This should give us a response like so:

Next up lets check that everything is up and running with the command:

kubectl get deployments

This shows the following in the terminal:

In putting our app on the Kluster, by invoking the run command, Kubernetes performed a few things behind the scenes, it:

  • searched for a suitable node where an instance of the application could be run, there was only one node so it got chosen
  • scheduled the application to run on that Node
  • configured the cluster to reschedule the instance on a new Node when needed

Next up we are going to introduce the concept Pod, so what is a Pod?

A Pod is the smallest deployable unit and consists of one or many containers, for example, Docker containers. That's all we are going to say about Pods at the moment but if you really really want to know more have a read here

The reason for mentioning Pods at this point is that our container and app is placed inside of a Pod. Furthermore, Pods runs in a private isolated network that, although visible from other Pods and services, it cannot be accessed outside the network. Which means we can't reach our app with say a curl command.

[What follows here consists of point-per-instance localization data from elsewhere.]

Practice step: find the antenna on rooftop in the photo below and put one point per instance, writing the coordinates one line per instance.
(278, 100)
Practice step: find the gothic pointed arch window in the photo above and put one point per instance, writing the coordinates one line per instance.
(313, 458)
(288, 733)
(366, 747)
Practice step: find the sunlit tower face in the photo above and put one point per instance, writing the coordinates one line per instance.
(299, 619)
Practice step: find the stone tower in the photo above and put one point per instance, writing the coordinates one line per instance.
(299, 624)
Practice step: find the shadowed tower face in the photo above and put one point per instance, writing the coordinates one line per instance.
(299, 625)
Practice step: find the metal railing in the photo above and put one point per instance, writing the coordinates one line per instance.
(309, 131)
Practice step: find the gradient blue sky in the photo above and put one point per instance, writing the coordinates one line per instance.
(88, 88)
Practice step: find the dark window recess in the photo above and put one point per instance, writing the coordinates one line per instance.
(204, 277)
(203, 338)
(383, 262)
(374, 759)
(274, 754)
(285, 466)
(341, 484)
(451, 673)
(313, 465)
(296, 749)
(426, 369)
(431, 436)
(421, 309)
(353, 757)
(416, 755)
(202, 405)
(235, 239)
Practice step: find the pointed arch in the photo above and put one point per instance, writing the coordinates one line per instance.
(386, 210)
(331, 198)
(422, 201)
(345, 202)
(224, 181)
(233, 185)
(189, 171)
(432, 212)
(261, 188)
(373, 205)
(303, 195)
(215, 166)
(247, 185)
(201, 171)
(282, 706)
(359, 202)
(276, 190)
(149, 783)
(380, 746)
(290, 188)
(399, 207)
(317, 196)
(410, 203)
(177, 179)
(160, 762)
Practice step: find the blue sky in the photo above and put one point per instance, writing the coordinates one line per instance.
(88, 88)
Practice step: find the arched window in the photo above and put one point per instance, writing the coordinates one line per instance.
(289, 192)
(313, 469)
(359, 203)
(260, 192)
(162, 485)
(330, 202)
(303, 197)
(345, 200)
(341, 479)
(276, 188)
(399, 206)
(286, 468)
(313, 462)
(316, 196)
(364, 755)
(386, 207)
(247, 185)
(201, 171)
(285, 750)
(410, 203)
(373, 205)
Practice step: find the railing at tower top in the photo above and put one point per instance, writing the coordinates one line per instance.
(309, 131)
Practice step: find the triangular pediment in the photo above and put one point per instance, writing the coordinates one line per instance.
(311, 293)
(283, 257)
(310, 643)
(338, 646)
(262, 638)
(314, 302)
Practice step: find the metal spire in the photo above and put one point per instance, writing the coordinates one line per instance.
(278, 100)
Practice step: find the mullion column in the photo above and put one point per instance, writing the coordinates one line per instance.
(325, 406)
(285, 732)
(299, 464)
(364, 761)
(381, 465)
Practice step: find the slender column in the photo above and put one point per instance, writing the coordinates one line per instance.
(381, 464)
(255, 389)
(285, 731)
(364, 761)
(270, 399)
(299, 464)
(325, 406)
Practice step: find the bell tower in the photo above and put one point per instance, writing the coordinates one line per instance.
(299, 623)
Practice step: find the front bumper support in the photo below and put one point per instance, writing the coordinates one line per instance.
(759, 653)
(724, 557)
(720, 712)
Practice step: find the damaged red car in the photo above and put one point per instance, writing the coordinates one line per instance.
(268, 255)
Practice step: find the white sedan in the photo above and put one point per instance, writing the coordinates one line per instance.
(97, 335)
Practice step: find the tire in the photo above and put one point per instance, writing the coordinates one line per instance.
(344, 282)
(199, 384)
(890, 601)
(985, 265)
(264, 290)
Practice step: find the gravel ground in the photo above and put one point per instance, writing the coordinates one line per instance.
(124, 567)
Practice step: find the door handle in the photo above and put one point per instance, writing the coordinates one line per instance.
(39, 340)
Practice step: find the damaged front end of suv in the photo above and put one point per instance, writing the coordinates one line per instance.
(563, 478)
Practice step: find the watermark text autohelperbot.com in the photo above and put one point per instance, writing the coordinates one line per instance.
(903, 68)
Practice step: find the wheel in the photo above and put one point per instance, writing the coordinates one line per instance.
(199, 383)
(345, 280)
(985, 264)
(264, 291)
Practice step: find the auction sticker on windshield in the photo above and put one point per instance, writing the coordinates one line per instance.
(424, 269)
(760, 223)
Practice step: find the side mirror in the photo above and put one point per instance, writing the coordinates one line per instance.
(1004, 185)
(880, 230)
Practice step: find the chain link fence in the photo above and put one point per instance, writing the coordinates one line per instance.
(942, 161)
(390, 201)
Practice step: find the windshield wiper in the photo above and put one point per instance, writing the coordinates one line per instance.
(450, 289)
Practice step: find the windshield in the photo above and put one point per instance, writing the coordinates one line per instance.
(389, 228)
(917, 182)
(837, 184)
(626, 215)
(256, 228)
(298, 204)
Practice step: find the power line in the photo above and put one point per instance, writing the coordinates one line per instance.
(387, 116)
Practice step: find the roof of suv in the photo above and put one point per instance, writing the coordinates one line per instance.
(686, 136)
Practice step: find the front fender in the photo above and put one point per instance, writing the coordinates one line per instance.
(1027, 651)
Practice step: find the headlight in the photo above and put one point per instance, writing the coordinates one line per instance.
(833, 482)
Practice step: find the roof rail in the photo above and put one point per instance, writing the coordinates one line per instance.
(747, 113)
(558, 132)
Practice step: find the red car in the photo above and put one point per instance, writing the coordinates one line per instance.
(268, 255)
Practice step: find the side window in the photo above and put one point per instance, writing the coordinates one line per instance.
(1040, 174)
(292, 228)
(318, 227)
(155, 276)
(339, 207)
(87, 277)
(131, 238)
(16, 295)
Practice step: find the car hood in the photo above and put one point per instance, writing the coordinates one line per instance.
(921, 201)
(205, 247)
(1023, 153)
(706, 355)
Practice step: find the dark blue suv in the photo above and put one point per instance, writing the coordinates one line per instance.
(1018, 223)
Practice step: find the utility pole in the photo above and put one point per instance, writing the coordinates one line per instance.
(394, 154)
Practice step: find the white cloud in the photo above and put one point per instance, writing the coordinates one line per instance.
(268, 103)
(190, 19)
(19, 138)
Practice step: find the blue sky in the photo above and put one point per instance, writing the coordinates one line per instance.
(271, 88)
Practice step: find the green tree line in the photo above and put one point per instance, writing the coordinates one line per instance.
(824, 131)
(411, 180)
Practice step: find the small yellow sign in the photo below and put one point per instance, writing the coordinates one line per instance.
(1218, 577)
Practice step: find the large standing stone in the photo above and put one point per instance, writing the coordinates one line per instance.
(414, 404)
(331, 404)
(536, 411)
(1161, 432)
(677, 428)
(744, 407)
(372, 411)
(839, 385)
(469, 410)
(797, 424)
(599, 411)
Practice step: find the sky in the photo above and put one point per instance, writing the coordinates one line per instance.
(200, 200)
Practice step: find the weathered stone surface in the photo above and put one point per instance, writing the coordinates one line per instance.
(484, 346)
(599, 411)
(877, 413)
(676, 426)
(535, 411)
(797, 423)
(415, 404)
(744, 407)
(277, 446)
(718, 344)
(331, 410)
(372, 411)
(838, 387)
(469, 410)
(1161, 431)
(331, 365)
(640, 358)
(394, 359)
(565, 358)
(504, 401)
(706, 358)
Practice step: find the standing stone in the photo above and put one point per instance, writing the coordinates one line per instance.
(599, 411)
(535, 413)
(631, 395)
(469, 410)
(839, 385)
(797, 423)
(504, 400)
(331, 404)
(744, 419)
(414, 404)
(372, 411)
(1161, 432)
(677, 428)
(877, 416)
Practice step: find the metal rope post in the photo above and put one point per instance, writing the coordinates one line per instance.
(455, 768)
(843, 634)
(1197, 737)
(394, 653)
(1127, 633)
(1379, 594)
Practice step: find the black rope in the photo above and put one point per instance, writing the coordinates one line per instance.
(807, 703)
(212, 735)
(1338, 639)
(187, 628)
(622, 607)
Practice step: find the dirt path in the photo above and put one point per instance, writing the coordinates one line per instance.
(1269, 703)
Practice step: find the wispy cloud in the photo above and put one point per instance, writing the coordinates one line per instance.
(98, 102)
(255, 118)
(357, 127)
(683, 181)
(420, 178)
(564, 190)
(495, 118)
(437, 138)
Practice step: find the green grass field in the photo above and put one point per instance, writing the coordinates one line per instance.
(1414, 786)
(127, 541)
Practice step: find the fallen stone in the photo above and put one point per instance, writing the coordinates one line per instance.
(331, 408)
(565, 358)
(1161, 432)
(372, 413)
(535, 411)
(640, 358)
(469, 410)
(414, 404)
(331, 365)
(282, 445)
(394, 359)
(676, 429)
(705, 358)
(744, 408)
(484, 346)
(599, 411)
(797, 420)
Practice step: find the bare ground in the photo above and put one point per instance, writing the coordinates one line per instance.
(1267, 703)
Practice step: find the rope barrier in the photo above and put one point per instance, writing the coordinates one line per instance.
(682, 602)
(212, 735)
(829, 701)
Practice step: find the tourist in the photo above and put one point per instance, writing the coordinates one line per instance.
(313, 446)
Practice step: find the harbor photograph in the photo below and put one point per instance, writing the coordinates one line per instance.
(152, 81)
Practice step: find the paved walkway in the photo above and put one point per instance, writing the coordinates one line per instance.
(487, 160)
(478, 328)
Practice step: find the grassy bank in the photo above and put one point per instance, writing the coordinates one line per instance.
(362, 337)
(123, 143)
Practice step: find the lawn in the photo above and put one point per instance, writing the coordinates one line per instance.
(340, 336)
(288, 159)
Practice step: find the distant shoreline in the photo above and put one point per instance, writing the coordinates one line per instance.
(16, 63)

We can change that though. There is more than one way to expose our application to the outside world for now however we will use a proxy.

Now open up a 2nd terminal window and type:

kubectl proxy

This will expose the kubectl as an API that we can query with HTTP request. The result should look like:

Instead of typing kubectl version we can now type curl http://localhost:8001/version and get the same results:

The API Server inside of Kubernetes have created an endpoint for each pod by its pod name. So the next step is to find out the pod name:

kubectl get pods

This will list all the pods you have, it should just be one pod at this point and look something like this:

Then you can just save that down to a variable like so:

Lastly, we can now do an HTTP call to learn more about our pod:

curl http://localhost:8001/api/v1/namespaces/default/pods/$POD_NAME

This will give us a long JSON response back (I trimmed it a bit but it goes on and on...)

Maybe that's not super interesting for us as app developers. We want to know how our app is doing. Best way to know that is looking at the logs. Let's do that with this command:

kubectl logs $POD_NAME

As you can see below we know get logs from our app:

Now that we know the Pods name we can do all sorts of things like checking its environment variables or even step inside the container and look at the content.

kubectl exec $POD_NAME env

This yields the following result:

Now lets step inside the container:

kubectl exec -ti $POD_NAME bash

We are inside! This means we can see what the source code looks like even:

cat server.js

Inside of our container, we can now reach the running app by typing:

curl http://localhost:8080

Summary Part I

This is where we will stop for now.
What did we actually learn?

  • Kubernetes, its origin what it is
  • Orchestration why you will soon need it
  • Concepts like Master, Nodes and Pods
  • Minikube, kubectl and how to deploy an image onto our Cluster
Part II - Introducing Services and Labeling

In this part we will cover the following:

  • Deepen our knowledge on Pods and Nodes
  • Introduce Services and labeling
  • Perform an exercise, involving setting labels on Pods and use labels to query our artifacts
Concepts revisited

When we create a Deployment on Kubernetes, that Deployment creates Pods with containers inside them. So Pods are tied to Nodes and will continue to exist until terminated or deleted. Let's try to educate ourselves a bit more on Pods, Nodes and let's also introduce a new topic Services.

Pods

Pods are the atomic unit on the Kubernetes platform, i.e smallest possible deployable unit

We've stated the above before but it's worth mentioning again.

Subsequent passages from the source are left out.